Low-Density Lipoproteins Cause Atherosclerotic Cardiovascular Disease — EAS Consensus Statement
European Atherosclerosis Society · Consensus statement
BlueRipple Assessment
For decades the relationship between LDL cholesterol and heart disease was described, cautiously, as an association. This consensus statement is the document that retired the caution. Its title is its thesis: low-density lipoproteins cause atherosclerotic cardiovascular disease.
The argument is the most complete of its kind. The European Atherosclerosis Society panel assembled the three independent lines of evidence that, taken together, satisfy the formal criteria for causation: genetic studies and Mendelian randomization (people born with lifelong low LDL are protected, in proportion to their exposure), epidemiology (the dose-response relationship across populations), and randomized trials of LDL-lowering drugs of every mechanism. Spanning over two million participants and 150,000 cardiovascular events, the synthesis shows a consistent, dose-dependent, log-linear relationship: it is the cumulative burden of LDL over a lifetime that drives the disease.

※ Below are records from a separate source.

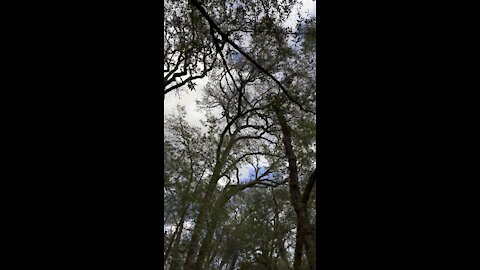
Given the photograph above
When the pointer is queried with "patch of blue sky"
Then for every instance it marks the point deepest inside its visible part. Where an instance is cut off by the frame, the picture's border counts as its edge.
(250, 176)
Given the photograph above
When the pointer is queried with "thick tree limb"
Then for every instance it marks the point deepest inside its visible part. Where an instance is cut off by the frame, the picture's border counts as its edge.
(309, 187)
(227, 39)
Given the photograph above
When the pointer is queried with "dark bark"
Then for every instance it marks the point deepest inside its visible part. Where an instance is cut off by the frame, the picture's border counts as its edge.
(305, 232)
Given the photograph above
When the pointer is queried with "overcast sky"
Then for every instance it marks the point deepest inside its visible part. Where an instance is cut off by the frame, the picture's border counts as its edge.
(188, 98)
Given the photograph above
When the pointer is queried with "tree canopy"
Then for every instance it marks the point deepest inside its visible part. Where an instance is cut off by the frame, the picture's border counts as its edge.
(240, 193)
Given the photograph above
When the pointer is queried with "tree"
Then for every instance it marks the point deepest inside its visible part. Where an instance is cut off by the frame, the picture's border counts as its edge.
(260, 103)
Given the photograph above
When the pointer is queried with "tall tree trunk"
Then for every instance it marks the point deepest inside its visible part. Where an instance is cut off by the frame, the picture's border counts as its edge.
(304, 228)
(215, 220)
(174, 261)
(201, 220)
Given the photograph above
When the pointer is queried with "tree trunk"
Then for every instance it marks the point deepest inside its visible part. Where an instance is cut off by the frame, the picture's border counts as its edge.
(304, 228)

That last point is the practical payload, and it reframes the whole prevention enterprise. If risk accumulates with LDL exposure over time, then when you lower it matters as much as whether you do — earlier intervention buys more protection than the same intervention started late. The disease is built quietly, over decades, before it ever announces itself.
There is little to fault here on the merits; the honest note is simply that a consensus statement synthesizes existing evidence rather than generating new trials, and the “causation” framing, while rigorous, was the panel’s interpretive judgment on a body of data.
We rate the evidence very strong — among the most important documents in the modern understanding of cardiovascular disease. It is the intellectual foundation beneath “lower, earlier, for longer,” and beneath the case for finding and treating subclinical disease before it does its damage.
The original source
Ference BA, Ginsberg HN, Graham I, Ray KK, Packard CJ, Bruckert E, et al. Low-density lipoproteins cause atherosclerotic cardiovascular disease. 1. Evidence from genetic, epidemiologic, and clinical studies. A consensus statement from the European Atherosclerosis Society Consensus Panel. Eur Heart J. 2017 Aug 21;38(32):2459-2472. doi: 10.1093/eurheartj/ehx144.